5 Give people as much choice as possible about how rewards are used

- They can participate in the evaluation process of what has been done and how and to whom rewards should be given. Care should be taken that rewards remain something ' by the way ' , not salient and given without a fuss.

6 Try to immunize individuals against the motivation-killing effects of rewards

- By focusing and emphasizing the intrinsic value of what is being done.

I would add -

Show people how to use self- determined rewards to help them achieve their goals or keep on task.

Show people that many tasks may not be intrinsically rewarding but are more valued when done in an autonomous way and the natural outcomes are desirable.

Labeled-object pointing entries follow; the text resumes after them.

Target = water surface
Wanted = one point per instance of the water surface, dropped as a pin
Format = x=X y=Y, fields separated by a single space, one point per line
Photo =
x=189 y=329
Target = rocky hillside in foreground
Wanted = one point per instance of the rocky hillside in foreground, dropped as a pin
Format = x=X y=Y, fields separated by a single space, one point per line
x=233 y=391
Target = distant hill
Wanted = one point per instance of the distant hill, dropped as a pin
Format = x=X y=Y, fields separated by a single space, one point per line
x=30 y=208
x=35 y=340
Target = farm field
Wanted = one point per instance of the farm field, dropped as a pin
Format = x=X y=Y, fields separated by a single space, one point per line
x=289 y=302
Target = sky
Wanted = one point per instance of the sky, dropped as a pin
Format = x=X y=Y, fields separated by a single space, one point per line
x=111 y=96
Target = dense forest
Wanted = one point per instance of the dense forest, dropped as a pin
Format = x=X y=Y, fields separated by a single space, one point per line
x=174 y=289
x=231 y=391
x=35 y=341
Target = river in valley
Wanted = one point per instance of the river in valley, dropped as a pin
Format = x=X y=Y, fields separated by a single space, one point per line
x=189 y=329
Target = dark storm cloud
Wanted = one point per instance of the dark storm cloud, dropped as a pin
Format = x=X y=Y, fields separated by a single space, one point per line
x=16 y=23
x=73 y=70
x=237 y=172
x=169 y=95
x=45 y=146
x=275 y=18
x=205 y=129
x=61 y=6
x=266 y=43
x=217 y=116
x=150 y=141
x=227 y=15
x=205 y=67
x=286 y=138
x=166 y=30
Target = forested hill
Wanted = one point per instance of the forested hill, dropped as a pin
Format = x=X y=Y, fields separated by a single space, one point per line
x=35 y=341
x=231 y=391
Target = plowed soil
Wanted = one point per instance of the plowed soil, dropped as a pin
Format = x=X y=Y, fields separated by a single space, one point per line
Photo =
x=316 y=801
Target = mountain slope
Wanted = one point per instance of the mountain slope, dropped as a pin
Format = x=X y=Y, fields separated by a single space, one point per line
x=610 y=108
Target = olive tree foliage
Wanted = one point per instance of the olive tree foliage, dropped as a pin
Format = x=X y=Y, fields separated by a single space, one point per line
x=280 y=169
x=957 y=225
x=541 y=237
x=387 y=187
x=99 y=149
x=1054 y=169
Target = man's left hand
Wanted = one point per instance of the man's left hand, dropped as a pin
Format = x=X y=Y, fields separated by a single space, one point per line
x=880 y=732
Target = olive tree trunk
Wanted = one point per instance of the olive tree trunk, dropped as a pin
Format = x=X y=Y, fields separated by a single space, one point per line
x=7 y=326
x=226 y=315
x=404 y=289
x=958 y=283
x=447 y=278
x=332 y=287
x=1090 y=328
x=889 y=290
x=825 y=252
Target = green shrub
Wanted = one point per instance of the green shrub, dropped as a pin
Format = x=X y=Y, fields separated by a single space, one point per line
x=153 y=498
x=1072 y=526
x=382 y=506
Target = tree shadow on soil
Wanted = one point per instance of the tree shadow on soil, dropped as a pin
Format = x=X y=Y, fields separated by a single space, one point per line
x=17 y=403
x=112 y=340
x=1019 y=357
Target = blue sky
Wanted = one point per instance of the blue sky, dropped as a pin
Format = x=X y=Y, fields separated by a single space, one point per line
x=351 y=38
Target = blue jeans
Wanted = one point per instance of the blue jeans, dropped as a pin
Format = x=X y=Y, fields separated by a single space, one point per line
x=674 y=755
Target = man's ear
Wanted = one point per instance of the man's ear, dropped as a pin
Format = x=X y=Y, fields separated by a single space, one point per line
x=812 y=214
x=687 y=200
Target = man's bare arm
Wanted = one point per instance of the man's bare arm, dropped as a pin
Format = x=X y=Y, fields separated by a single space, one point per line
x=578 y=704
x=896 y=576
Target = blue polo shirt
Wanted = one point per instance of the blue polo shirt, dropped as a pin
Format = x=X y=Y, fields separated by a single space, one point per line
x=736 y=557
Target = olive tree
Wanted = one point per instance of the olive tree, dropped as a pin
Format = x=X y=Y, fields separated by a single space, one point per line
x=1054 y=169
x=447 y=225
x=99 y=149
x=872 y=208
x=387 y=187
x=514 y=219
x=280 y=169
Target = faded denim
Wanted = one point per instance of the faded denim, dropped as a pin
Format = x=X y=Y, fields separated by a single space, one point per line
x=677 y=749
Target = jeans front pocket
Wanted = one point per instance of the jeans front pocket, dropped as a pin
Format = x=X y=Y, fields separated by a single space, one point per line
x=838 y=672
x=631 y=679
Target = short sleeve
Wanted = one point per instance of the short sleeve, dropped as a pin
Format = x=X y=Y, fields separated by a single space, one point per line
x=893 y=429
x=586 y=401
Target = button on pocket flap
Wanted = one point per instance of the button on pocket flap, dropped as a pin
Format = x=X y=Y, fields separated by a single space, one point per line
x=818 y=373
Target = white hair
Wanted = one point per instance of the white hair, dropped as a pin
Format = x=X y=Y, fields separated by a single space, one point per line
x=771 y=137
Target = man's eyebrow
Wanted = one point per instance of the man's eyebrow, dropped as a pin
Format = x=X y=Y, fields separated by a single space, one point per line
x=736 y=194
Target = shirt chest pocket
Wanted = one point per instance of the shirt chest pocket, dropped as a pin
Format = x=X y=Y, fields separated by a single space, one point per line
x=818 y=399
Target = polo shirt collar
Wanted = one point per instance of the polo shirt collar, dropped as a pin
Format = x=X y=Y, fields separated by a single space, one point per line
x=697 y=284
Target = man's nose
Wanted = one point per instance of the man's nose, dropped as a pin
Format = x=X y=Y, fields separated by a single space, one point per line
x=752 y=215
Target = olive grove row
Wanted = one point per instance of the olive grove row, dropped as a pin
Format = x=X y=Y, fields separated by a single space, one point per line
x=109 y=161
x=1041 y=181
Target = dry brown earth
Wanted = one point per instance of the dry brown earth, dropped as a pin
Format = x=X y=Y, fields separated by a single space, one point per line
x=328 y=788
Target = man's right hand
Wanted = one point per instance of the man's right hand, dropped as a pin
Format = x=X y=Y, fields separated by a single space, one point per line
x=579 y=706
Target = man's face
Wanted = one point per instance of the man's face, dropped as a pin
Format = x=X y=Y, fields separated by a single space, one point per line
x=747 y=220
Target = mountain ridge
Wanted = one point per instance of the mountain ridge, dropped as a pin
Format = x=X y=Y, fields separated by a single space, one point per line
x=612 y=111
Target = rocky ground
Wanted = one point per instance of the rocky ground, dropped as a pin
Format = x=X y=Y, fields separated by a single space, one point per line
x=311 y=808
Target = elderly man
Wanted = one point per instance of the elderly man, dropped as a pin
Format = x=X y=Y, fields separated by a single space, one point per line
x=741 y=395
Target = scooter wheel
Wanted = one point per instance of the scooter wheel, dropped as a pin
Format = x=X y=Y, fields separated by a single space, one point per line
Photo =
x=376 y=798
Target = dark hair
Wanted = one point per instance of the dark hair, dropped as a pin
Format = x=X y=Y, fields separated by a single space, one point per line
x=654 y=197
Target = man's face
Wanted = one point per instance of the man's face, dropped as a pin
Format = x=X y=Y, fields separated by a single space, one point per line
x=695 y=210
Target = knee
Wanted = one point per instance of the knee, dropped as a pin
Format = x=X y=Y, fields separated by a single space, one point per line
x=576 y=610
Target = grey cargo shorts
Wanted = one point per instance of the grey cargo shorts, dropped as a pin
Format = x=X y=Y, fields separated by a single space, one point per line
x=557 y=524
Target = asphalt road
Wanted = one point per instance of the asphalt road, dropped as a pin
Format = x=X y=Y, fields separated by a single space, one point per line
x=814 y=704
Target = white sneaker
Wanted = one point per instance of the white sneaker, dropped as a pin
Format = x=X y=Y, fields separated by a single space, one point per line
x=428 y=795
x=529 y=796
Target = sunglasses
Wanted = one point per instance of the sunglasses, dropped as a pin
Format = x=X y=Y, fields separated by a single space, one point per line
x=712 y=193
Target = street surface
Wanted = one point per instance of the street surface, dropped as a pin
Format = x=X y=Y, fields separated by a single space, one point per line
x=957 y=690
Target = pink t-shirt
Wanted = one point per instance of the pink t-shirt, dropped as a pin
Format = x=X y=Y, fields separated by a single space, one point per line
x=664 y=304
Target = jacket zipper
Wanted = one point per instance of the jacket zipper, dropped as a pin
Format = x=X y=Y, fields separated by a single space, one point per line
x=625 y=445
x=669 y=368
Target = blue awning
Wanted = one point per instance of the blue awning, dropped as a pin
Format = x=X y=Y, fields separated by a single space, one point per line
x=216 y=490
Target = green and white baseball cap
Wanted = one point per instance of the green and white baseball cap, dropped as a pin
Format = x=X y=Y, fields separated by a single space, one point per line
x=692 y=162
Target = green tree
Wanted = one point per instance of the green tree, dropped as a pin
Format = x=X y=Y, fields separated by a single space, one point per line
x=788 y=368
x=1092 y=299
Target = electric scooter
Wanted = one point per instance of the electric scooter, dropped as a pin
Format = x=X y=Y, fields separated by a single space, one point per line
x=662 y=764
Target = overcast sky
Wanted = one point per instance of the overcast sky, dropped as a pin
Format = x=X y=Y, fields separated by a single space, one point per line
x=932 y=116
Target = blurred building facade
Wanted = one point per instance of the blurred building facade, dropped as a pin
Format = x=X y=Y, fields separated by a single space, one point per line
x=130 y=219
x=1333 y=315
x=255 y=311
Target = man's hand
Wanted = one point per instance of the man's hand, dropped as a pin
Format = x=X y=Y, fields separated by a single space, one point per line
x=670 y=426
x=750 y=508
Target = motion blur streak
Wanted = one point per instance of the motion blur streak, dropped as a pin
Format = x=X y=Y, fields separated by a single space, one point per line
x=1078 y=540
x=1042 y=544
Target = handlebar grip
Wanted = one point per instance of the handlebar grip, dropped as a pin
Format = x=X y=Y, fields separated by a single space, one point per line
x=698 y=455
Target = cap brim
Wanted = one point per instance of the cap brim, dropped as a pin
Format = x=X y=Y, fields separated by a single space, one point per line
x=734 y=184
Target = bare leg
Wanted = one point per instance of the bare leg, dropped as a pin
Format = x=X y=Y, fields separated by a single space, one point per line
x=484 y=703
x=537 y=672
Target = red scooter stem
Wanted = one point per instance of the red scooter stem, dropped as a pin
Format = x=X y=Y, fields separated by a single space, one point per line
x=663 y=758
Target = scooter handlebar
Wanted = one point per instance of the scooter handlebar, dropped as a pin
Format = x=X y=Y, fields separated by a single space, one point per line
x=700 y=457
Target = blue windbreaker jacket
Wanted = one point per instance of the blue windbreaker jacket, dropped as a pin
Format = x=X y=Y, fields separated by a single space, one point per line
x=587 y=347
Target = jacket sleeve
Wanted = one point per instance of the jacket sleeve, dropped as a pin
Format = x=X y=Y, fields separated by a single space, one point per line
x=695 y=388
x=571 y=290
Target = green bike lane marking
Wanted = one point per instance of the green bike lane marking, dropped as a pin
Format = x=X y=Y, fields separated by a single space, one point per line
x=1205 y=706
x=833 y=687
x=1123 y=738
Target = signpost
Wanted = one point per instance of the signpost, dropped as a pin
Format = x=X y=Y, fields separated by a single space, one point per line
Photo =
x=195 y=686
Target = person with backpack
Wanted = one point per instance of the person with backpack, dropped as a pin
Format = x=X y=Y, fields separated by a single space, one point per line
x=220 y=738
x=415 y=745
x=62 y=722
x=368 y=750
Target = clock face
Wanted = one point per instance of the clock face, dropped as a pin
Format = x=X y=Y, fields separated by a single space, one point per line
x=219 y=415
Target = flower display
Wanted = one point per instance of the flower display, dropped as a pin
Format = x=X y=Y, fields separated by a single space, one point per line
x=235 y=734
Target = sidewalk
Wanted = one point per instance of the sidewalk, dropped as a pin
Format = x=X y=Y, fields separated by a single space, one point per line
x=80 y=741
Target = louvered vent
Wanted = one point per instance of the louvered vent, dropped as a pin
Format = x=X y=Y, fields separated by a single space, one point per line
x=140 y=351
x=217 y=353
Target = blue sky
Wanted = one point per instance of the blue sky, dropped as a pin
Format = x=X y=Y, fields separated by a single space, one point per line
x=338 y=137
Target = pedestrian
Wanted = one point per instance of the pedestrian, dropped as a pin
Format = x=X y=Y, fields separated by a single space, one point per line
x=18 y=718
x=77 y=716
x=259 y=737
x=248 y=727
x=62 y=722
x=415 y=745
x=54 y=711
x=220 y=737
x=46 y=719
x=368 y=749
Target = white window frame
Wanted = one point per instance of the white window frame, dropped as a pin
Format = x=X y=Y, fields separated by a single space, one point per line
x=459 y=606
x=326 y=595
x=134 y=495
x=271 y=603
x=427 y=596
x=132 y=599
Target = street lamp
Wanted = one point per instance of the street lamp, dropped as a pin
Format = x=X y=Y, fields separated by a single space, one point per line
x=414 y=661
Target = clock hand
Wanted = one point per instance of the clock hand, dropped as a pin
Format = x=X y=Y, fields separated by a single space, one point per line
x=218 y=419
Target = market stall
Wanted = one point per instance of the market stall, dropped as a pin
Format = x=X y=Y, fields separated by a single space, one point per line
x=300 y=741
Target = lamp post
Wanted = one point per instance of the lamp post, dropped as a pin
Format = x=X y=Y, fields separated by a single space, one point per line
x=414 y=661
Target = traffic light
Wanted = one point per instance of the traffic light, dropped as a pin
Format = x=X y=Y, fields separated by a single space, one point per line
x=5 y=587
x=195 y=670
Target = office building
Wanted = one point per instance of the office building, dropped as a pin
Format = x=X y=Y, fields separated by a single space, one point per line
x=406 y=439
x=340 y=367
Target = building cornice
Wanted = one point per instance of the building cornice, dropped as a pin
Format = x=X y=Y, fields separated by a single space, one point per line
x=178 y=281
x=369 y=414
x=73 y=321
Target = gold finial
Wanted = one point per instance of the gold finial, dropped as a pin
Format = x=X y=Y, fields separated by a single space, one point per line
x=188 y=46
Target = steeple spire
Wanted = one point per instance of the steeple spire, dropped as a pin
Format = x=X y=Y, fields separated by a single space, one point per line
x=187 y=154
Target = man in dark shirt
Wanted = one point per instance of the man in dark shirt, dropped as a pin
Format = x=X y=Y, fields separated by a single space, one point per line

Focus less on motivation , but more on autonomy, competence and relatedness.


1 comment:

  1. The idea that there is an intrinsic motivation lurking inside us all and that if we have the skills to do well, we will do well seems undeniably fundamentally invalid. Without getting into questions such as, “what does it mean to do well?” or “Is your ‘well’ my ‘well’?”- let’s look at this from some very straight forward examples:
    If Billy can read Billy will read the book.
    Billy can read the book
    Now do all of the Billy’s out there always read the books you ask them to? Of course not. And the Ross Greene follower would say well Billy has some other skill deficits that are getting in his way and once these are addressed then he truly can read the book and then will.
    Listen, I was “a Billy”, I could read and complete all of my homework just fine. However, I chose not to! I wanted to play video games instead. So that’s what I did. Why? Because my parents were afraid that if they confronted me (and because they learned this through my prior responses) I would explode.
    I’m not surprised that CPS is catching on like wildfire. After all, it’s the path of least resistance and that’s really what Human Beings desire. It causes less crises in the forefront and allows parents to except that this child has a form of disease that we must live with and this gives them a sense of peace and closure.
    Human Nature is not to do well simply because skill deficits are fulfilled. If this were the case we’d never see stories about the so many individuals that rise up from poverty and no education to success.